Jerry and I had a long talk with Charlie’s Cardiologist and his Nurse Practitioner to make sure that we understood his condition and what our choices were. They showed us the numbers of antibodies in his labs and how much they would have to go down to be listed for transplant. Some were at nearly 20,000 and needed to be below 5000 for UCLA. Stanford requires they be below 1000. Not only his antibody count, but numbers of antibody types were steadily increasing. Charlie’s heart went from being paced by the defibrillator 2% of the time to 100%. We spent a lot of time thinking, researching, and praying about whether or not we should try to go for a 3rd transplant.
Charlie’s toenails started turning gray last week – a sign that his blood is not circulating well. They turned up the defibrillator from 70 to 90 beats per minute. We finally made the hardest decision any parent can make for their child. We decided that we would take our chances with the heart that Charlie has. He needs miracles either way. We will enjoy the time that we have together, rather than spend it in separate states wondering if a heart will come, and if it does, how long it will last and if the heart that he has now would have given him more time instead. We were running out of time and finally had to choose a path.
April 20 they will put in a new pacemaker. The defibrillator he has now only has one lead to the left ventricle. It only goes one speed, whatever they set it on. They were afraid of putting in more leads and taking up the room in the vein in case we went for transplant. Now that we have made our decision, they will put in leads to the left and right atria as well. It will make his heart work more efficiently with his body and provide synchrony between the atria and ventricles.
Charlie is still doing well. His heart function is still good. He still feels pretty good and doesn’t show any real signs of slowing down. He is still in school and happy to be with his friends and teachers every day. He also has a bit of a crush on his school nurse.
I’m starting to write down his favorite things. He loves zigzags, dinosaurs, firefighters, fire safety, safety signs, hotels, dancing to the YMCA song, his copy of a painting of my step-brother’s two dogs, and the scene from the Spongebob movie where an old lady offers Spongebob some ice cream and turns out to be the tongue of a monster fish that tries to eat them. It makes him laugh hysterically every time. He loves to share the Chinese words that he’s learned from Ni Hao Kia-Lan. And he loves a girl named Leah.

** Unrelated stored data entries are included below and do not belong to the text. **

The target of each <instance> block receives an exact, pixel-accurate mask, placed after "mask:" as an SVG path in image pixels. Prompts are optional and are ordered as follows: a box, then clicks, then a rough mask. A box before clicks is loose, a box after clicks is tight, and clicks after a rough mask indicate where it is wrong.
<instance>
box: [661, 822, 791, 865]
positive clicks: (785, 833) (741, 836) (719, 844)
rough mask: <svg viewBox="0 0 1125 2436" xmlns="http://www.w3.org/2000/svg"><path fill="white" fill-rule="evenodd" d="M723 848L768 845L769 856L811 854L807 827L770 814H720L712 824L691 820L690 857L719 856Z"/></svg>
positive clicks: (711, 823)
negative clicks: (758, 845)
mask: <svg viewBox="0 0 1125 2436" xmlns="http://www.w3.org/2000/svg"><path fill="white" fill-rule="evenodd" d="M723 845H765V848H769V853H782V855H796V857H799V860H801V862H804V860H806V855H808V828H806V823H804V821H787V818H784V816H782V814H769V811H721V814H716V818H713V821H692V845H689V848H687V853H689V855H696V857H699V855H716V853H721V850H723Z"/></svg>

Charlie has funny little autistic rituals. He plays with drinking straws, spinning them until they make a funny noise. Every night, he puts them on the piano just right, along with his glasses. He turns off the fish tank light, locks the front door, kisses Dad goodnight, walks to the hallway, and then tells me it’s time to go to bed. He stands in front of his bed, makes sure his shoes are lined up, then picks up his Spongebob microbead pillow off the floor with his left hand, just right, or he has to do it again. Then he climbs into bed and I tuck him in. Then he asks, “What are the towels doing?” (he has a zigzag towel and a polka dot towel that he also loves.) We both say, “Sleeping.” Then I turn out the light and he says, “I love you.” And I say, “I love you. Sweet dreams!” and close the door. It’s the same every night. When children are little, mothers often wish they would stay little forever. In many ways, Charlie has done that for me.